Doesn't that make you feel excited, maybe little anxious in a gentle way but thrilled and valued and yes, a little bit special?
It's a compliment.
I've been talking recently with friends about compliments and how we perceive and receive them. If the "something" had been just that perfect gift, maybe something you had delighted in or spoken about how would that make you feel? Maybe the giver had noticed you needed something and wanted just to share their own good fortune or serendipity at discovering something that would make you happy. And yet if it was the gift of a compliment, freely given, specially crafted and delivered, just for you, our usual response is to kick it in the crotch, insult the giver, accuse them of lies and probably deceit and then, later, move on to actually use that compliment to criticise and depress ourselves.
It's a compliment, after all!
How did we get to this situation? I really don't know. It's not because of bad experiences because we all have had more good than bad gifts. And yes there are those with ulterior motives who have smarmed us but we all see those a mile off and simply disregard both the person and the "compliment". It may be that we have had bad experiences with compliments simply because of our response to receiving them. "Thank you, but it isn't true." "It is, that's why I said it." "No, you're after something." "You're saying I'm a liar or trying to manipulate you?" No, but, it just isn't the case, there are much bettter, more..." "I didn't say that I just said....oh never mind. It doesn't matter, I won't bother."

Conversely, the slightest word of criticism, even from someone we hardly know or whose opinion we count as naught is accepted as gospel, seen as perceptive and honest and then taken to mutilate and misshape our very existence. Whatever have we done?

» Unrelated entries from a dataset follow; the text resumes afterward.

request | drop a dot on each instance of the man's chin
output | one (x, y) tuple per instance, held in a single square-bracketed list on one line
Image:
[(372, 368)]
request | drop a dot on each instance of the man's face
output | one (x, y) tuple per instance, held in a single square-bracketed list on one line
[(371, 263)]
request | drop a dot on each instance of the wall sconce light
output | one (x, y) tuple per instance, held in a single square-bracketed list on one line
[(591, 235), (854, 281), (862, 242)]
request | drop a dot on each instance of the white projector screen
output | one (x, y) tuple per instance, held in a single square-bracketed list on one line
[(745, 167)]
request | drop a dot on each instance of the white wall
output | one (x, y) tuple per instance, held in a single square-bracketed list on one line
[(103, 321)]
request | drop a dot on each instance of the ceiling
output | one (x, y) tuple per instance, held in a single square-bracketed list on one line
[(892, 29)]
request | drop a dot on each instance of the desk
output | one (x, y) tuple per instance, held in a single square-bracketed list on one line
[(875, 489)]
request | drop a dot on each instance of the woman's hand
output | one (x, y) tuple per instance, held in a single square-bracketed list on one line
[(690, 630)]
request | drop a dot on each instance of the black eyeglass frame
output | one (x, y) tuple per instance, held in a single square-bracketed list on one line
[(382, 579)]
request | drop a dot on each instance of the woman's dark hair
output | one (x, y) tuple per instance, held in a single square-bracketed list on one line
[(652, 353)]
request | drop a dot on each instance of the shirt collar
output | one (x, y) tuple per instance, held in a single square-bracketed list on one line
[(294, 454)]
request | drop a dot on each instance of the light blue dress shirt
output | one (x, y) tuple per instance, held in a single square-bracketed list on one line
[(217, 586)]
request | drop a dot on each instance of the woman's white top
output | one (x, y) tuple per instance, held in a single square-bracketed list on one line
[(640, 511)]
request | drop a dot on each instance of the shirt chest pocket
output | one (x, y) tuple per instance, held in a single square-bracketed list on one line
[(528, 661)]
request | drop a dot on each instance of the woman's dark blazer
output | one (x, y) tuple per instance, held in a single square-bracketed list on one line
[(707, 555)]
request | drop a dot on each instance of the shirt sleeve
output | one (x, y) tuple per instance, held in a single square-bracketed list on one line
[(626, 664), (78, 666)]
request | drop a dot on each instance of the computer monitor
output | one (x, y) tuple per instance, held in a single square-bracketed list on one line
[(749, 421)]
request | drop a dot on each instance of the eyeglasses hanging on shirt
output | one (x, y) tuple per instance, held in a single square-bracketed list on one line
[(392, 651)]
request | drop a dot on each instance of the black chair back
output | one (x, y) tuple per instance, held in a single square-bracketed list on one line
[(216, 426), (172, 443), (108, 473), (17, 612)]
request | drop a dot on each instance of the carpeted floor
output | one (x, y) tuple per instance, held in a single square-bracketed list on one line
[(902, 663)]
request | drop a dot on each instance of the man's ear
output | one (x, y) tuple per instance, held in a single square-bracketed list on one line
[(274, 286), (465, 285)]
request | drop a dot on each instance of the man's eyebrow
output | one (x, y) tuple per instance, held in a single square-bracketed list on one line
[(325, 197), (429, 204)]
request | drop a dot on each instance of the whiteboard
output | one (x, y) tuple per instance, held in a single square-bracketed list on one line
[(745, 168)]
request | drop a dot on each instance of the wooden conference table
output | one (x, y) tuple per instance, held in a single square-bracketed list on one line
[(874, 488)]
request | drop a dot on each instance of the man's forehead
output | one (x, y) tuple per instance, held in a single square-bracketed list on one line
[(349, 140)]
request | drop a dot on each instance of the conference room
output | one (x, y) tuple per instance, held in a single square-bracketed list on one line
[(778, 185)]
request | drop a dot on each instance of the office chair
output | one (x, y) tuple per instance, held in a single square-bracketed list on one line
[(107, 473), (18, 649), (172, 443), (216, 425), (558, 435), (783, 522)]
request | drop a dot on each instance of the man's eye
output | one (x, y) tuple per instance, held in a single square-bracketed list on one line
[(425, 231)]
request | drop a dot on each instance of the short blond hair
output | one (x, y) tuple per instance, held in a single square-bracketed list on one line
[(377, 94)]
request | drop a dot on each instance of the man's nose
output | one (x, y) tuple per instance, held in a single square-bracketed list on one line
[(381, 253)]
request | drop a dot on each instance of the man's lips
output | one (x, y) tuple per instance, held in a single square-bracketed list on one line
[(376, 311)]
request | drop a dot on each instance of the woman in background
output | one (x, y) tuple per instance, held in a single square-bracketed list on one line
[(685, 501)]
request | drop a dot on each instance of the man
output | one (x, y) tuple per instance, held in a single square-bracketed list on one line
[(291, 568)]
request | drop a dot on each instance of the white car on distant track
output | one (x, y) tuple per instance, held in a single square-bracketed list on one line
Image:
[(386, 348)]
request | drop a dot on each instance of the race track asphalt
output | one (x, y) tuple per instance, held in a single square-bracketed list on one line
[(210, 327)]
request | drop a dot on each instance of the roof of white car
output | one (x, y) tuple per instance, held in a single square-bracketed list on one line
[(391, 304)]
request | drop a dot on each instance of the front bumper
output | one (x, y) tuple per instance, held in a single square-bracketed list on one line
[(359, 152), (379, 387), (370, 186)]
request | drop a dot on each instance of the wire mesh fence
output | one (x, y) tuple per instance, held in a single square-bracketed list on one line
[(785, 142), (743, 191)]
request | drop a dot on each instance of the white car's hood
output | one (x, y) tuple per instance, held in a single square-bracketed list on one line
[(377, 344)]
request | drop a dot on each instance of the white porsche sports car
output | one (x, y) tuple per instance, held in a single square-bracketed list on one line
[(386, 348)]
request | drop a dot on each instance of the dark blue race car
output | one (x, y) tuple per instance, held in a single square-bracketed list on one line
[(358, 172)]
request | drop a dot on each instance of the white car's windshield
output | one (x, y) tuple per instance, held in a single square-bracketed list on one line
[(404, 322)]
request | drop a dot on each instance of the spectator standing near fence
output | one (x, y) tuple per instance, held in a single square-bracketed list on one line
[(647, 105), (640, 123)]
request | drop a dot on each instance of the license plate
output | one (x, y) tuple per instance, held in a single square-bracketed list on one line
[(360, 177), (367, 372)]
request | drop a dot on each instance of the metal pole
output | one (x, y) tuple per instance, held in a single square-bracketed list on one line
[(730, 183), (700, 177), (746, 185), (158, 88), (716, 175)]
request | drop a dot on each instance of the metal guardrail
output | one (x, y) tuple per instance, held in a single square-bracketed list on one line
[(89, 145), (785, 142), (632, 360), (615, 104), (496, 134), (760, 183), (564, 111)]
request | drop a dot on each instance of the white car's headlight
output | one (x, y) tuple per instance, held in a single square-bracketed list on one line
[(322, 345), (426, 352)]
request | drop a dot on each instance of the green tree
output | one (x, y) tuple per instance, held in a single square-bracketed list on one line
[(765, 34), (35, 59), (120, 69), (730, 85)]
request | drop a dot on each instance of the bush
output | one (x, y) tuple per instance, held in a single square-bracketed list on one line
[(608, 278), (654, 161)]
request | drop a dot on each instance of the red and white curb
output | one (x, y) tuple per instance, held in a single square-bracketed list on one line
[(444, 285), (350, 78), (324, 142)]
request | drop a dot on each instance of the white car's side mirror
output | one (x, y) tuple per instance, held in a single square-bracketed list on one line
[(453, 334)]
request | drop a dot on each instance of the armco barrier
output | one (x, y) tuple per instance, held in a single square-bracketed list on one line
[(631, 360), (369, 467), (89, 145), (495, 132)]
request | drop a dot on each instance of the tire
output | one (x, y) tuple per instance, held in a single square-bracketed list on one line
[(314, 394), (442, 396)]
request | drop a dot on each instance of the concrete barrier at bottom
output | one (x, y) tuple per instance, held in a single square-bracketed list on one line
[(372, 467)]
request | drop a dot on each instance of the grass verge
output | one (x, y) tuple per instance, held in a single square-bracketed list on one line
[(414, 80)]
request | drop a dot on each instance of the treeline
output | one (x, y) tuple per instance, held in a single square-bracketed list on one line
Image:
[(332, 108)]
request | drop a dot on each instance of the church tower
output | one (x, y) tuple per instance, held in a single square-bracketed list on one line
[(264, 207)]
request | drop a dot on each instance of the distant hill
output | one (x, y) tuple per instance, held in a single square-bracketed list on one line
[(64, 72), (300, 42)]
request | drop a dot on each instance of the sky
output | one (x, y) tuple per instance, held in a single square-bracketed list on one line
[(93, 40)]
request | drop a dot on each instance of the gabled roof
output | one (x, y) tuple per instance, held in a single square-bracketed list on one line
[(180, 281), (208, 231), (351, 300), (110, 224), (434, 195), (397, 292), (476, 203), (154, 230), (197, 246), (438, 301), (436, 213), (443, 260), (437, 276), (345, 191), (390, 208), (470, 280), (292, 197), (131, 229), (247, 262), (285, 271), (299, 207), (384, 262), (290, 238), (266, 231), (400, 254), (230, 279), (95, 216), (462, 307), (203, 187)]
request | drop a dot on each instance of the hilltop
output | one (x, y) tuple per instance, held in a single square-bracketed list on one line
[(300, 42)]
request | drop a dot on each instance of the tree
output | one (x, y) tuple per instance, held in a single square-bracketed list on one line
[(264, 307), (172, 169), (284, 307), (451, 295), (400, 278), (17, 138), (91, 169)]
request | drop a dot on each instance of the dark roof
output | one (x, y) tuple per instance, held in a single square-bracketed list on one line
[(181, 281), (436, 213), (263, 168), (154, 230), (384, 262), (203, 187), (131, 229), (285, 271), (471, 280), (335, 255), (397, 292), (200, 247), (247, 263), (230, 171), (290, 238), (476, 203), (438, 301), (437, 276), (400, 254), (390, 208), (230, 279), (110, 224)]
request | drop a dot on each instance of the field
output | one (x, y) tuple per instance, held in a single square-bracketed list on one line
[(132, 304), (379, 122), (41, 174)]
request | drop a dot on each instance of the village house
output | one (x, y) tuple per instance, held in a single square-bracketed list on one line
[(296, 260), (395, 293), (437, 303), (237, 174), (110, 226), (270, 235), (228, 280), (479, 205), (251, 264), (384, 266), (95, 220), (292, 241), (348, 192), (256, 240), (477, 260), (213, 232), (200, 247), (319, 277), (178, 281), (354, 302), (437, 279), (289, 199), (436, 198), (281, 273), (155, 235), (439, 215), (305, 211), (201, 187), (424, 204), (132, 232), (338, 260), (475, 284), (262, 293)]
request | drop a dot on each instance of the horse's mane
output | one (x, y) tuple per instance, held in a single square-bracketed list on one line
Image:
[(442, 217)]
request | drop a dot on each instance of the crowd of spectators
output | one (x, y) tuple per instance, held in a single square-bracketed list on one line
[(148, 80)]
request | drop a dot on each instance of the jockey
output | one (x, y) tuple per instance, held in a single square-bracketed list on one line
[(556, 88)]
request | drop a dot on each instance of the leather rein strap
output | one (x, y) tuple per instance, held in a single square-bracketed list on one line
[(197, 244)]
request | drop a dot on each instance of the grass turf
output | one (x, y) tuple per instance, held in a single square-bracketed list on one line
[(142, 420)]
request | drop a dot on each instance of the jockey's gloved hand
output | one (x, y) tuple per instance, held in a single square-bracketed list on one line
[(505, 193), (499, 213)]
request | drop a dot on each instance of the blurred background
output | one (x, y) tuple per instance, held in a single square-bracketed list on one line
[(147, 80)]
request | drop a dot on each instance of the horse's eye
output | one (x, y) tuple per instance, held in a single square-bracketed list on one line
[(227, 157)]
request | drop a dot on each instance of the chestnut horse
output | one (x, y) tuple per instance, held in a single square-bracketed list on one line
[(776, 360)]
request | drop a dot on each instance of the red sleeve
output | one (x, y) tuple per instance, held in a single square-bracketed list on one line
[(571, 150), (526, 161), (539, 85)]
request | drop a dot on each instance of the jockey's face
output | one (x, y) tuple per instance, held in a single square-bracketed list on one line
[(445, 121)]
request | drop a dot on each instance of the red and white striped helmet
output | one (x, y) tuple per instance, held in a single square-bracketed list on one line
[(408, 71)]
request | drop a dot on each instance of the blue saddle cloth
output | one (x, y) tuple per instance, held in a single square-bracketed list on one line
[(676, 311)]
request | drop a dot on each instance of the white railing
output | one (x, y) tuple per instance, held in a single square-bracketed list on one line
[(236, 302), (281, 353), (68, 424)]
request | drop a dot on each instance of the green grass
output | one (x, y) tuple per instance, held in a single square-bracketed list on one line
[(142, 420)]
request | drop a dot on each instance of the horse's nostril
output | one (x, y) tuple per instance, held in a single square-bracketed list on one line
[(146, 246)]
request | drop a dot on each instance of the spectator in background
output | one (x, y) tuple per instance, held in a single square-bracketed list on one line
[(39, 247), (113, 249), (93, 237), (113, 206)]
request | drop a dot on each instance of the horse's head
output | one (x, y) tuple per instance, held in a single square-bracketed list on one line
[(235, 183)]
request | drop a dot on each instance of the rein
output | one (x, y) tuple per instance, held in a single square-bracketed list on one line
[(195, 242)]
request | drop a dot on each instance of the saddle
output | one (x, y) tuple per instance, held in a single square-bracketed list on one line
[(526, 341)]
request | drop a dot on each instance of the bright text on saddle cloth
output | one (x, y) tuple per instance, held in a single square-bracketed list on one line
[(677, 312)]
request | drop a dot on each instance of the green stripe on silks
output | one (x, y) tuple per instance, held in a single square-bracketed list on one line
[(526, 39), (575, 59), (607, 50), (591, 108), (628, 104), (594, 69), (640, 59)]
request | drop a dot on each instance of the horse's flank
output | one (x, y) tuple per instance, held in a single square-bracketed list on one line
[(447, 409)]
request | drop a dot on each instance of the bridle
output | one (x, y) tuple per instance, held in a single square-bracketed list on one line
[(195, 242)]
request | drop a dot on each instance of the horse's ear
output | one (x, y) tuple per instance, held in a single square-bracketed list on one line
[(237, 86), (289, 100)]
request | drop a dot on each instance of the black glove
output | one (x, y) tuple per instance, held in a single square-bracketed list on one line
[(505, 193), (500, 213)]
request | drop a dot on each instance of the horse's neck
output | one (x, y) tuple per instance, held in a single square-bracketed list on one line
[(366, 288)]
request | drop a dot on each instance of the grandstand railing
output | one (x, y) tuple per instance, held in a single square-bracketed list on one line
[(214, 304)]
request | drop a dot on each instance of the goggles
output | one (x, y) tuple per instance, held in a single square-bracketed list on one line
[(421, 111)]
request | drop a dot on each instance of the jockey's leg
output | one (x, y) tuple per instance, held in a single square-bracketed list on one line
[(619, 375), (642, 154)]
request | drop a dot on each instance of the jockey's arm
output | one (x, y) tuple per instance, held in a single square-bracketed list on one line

So, I'm not going to change all that has gone in the past, nor seek to understand why one unfailingly choses negativity over positivity; I'm simply going to tell you how deal with compliments in a stepwise manner, moving towards that unachievable nirvana where someone is allowed to say something nice to you.
Step 1- "Thank you"
Simply reply, "Thank you." Nothing more, nothing less, no qualification or justification, not interrogation or denial, just say "Thank you. Now move on. What you think in your crazy, screwed up little nightmare of denial and self criticism is your own problem, just thank the person and that's it. Dwell all you like, self harm your self esteem and laugh at the insult of generosity later, not in their face
Step 2- Let it exist. Accept that the giver says that this is true. They may be completely wrong and if they only knew, there are so many others yada, yada yada. Once again, inside voice, inside your crazy, The giver said it is true. That's it. People think they have seen UFOs.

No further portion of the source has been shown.